In addition, the vehicle controller 300 is configured for communicating through a wireless vehicular communication interface with other traffic objects (for example, vehicles, infrastructures, pedestrians, etc.), such as, via a vehicle-to-vehicle communication network. The vehicle controller 300 is also configured for communicating through a vehicle-to-infrastructure communication network, such as communicating with the infrastructure controller 304 of the infrastructure system 106. The vehicular communication network represents one or more mechanisms by which the vehicle controller 300 of the vehicles 108a communicate with other traffic objects, and may be one or more of wireless communication mechanisms, including any desired combination of wireless (e.g., cellular, wireless, satellite, microwave, and radio frequency) communication mechanisms and any desired network topology (or topologies when multiple communication mechanisms are utilized). Examples of vehicular communication networks include, among others, cellular, Bluetooth®, IEEE 802.11, dedicated short range communications (DSRC), and/or wide area networks (WAN), including the Internet, providing data communication services.

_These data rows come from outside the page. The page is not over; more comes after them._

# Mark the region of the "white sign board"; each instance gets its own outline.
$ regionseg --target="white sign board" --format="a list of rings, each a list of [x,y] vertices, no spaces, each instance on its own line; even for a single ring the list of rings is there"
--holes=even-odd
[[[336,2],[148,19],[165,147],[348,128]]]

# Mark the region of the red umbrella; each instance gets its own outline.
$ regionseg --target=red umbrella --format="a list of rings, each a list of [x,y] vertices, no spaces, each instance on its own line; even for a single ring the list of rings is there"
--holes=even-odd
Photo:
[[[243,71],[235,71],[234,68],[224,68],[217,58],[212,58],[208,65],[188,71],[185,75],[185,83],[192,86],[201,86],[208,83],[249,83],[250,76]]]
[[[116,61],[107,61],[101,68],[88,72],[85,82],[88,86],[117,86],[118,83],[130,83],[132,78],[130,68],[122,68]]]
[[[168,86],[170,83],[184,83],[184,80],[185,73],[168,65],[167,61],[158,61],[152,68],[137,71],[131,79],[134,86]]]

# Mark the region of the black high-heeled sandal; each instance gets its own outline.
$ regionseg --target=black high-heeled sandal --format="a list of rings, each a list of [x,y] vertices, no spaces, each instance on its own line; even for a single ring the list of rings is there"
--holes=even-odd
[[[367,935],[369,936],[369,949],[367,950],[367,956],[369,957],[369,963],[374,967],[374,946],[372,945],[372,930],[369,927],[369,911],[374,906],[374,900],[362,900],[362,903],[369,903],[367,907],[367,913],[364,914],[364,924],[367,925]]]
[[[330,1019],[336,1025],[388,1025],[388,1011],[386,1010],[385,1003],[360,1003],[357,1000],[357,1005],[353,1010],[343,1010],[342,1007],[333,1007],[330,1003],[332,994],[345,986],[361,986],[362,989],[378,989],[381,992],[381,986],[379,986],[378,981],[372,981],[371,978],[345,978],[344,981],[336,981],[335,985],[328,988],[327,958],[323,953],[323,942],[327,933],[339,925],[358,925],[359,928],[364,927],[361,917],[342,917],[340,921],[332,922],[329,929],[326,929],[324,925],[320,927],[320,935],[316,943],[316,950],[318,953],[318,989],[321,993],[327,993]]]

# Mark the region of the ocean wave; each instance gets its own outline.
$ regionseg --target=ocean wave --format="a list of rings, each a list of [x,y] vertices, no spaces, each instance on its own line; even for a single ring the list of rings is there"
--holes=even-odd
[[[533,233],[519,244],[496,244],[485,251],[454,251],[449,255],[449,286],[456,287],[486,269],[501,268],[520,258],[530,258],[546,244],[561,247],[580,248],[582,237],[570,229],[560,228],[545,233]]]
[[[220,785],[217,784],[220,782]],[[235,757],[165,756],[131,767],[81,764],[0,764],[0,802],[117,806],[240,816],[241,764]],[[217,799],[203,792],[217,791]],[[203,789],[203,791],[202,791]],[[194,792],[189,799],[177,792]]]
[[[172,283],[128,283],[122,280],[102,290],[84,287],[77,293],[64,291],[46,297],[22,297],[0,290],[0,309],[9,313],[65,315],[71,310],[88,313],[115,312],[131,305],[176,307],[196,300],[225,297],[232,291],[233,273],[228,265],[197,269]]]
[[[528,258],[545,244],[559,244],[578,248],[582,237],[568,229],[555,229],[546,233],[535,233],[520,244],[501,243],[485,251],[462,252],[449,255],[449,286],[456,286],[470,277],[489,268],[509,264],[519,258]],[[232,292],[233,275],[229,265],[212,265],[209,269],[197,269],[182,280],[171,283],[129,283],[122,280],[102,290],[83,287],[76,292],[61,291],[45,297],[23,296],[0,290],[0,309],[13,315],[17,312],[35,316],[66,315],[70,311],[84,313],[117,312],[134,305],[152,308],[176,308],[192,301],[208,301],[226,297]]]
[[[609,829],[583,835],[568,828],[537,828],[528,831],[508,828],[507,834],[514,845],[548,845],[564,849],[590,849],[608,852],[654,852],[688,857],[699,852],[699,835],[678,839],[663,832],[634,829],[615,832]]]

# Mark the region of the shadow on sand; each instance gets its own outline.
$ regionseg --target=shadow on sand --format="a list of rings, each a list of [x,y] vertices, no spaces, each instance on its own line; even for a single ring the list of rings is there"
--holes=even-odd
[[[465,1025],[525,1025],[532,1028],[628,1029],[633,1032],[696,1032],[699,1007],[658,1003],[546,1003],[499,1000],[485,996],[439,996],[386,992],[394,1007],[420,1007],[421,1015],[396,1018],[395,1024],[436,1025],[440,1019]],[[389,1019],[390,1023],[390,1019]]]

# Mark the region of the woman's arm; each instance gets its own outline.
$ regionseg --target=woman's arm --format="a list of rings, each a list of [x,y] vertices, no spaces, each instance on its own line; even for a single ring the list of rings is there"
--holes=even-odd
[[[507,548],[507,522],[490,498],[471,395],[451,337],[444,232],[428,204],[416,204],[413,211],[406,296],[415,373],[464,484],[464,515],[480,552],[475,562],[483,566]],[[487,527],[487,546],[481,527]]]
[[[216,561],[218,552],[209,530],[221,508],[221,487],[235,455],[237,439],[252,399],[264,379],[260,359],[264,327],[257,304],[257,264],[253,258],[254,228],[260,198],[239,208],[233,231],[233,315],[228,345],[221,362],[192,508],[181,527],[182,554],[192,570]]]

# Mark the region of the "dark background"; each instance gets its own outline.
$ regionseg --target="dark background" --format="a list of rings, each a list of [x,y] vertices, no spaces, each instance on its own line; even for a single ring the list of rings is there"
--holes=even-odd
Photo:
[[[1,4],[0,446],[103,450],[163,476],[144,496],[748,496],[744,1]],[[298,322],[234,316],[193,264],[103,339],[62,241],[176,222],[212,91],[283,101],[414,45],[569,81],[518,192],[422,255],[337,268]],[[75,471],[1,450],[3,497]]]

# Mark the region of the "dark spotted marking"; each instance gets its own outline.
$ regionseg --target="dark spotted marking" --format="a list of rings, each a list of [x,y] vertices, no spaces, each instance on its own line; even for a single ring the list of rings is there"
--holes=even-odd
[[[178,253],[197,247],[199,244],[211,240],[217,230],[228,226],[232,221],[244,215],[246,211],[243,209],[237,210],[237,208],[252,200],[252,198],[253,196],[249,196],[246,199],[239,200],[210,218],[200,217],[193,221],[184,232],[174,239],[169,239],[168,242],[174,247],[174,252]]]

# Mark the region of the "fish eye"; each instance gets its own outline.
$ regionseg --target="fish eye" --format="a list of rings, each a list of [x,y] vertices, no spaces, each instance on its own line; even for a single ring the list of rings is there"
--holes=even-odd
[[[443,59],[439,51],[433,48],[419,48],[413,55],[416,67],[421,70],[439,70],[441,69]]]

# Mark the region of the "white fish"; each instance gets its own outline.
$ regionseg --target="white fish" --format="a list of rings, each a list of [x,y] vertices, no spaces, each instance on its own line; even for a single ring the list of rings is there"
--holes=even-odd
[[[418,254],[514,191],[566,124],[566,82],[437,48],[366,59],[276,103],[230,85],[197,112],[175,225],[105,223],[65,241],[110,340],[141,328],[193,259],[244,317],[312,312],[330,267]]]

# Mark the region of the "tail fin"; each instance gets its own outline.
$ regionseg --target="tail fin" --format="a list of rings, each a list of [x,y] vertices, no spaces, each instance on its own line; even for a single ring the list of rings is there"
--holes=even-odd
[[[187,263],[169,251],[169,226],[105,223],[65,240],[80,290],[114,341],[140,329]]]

The vehicle actuators 302 are implemented via circuits, chips, or other electronic and/or mechanical components that can actuate various vehicle subsystems in accordance with appropriate control signals. The actuators 302 may be used to control braking, acceleration, and/or steering of the vehicles 108a. The vehicle controller 300 can be programmed to actuate the vehicle actuators 302 including propulsion, steering, and/or braking based on the planned acceleration or deceleration of the vehicles 108a.

The sensors 304 include a variety of devices to provide data to the vehicle controller 300. For example, the sensors 304 may include object detection sensors such as lidar sensor(s) disposed on or in the vehicles 108a that provide relative locations, sizes, and shapes of one or more targets surrounding the vehicles 108a, for example, additional vehicles, bicycles, pedestrians, robots, drones, etc., travelling next to, ahead, and/or behind the vehicles 108a. As another example, one or more of the sensors can be radar sensors affixed to one or more bumpers of the vehicles 108a that may provide locations of the target(s) relative to the location of each of the vehicles 108a.

The object detection sensors may include a camera sensor, for example, to provide a front view, side view, rear view, etc., providing images from an area surrounding the vehicles 108a. For example, the vehicle controller 300 may be programmed to receive sensor data from a camera sensor(s) and to implement image processing techniques to detect a road, infrastructure elements, etc. The vehicle controller 300 may be further programmed to determine a current vehicle location based on location coordinates, for example, GPS coordinates, received from the vehicles 108a and indicative of a location of the vehicles' 108a location from a GPS sensor.

The HMI 306 is configured to receive information from a user, such as a human operator, during operation of the vehicles 108a. Moreover, the HMI 306 is configured to present information to the user, such as, an occupant of one or more of the vehicles 108a. In some variations, the vehicle controller 300 is programmed to receive destination data, for example, location coordinates, from the HMI 306.

Accordingly, the vehicles 108a can be autonomously guided toward a waypoint using a combination of the infrastructure sensors 202 and the vehicle sensors (e.g., the onboard sensors 304). Routing can be done using vehicle location, distance to travel, queue in line for vehicle marshaling, etc. Vehicles 108a requiring additional charge/fuel can be prepped ahead of joining the queue. Other vehicles 108a destined to a particular waypoint operate in the same way, so that movement of an entire fleet can be coordinated. The movements of the entire fleet are coordinated through a central fleet-management system that directs all traffic and logistics from an assembly plant to the waypoint. For example, the entire fleet can be organized in a pre-sorted order.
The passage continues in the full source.